Old Foreign Policy - Competance = The Bush Doctrine

Borrowing liberally (heh) from American Footprints, I quote Anatol Lieven of the Financial Times:

The Bush administration’s ideological rhetoric concerning US policy in the Middle East has become separated from the policy itself to an extent almost reminiscent of the former Soviet Union. According to the rhetoric, the US has adopted democratisation as the core of its political strategy and made a clean break with its past strategy of propping up local dictatorships and playing one country and ethno-religious group against another.

In practice – especially since the latest conflict in Lebanon – US strategy relies entirely on the ability of pro-American authoritarian regimes in Egypt, Jordan and Saudi Arabia to control the anger of their populations at US and Israeli policies. To help keep these Sunni regimes in line, Washington relies on their fear of an expansion of Iranian and Shia influence. This is precisely the dominant US strategy of the past generation, except for periods when Saddam Hussein’s Iraq replaced Iran as the chief regional bogeyman. President George W. Bush’s language of democracy is also accompanied by utter contempt for the views of potential voters in the region.

This glaring clash between rhetoric and reality is odd, but much odder is the degree to which it has gone un­remarked by the US political class and even most of the media. Of course, criticisms have been raised on both the left and right. But the Democratic party and the US media have not made nearly as much of this contradiction, and the dangers it embodies, as one might have expected.

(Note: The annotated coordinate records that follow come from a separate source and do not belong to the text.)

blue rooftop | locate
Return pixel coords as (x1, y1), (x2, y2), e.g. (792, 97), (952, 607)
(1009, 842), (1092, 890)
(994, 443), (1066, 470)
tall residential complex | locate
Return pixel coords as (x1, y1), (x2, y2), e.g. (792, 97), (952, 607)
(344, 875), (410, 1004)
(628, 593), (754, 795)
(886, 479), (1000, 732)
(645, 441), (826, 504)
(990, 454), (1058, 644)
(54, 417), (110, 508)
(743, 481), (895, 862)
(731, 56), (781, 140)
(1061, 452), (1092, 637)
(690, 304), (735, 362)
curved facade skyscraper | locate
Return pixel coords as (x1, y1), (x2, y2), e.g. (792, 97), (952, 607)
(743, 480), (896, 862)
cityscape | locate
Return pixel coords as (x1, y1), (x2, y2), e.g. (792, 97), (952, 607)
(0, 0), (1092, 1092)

This is so true, it's disheartening. I cannot tell you how many times I've read some "mainstream" critique of the Bush "doctrine" that in essence says "But how can Bush and the neo-cons really think that we can spread freedom by forceful regime change? Can they really think such an idealistic approach protects American interests?" Well no, they can't as I've written before, but you've hardly read as much in the last three and a half years since we invaded Iraq, or almost five years since we toppled the Taliban. Now to be fair, you read plenty of stuff about the disconnect of Bush's rhetoric and our policies of detention and indefinite imprisonment of terrorists and non-terrorists alike, but hardly anybody has said "Wait, this Bush doctrine is a bag of s-." Nearly every action this administration has taken in the sphere of foreign policy has been motivated by American self-interest (based on real or hyped dangers) or the self-interest of Bush and his party at the polls. The only thing "new" about the Bush foreign policy approach is the lack of coherance with which it's been formulated and the lack of competency with which it's been carried out. It's obvious, it's been obvious for a long time, but I wish a few other people beyond left-wing bloggers such as myself would just come out and say it. This is a start, but it's long past time to pull back the curtain on the wizardry of the Bush "doctrine."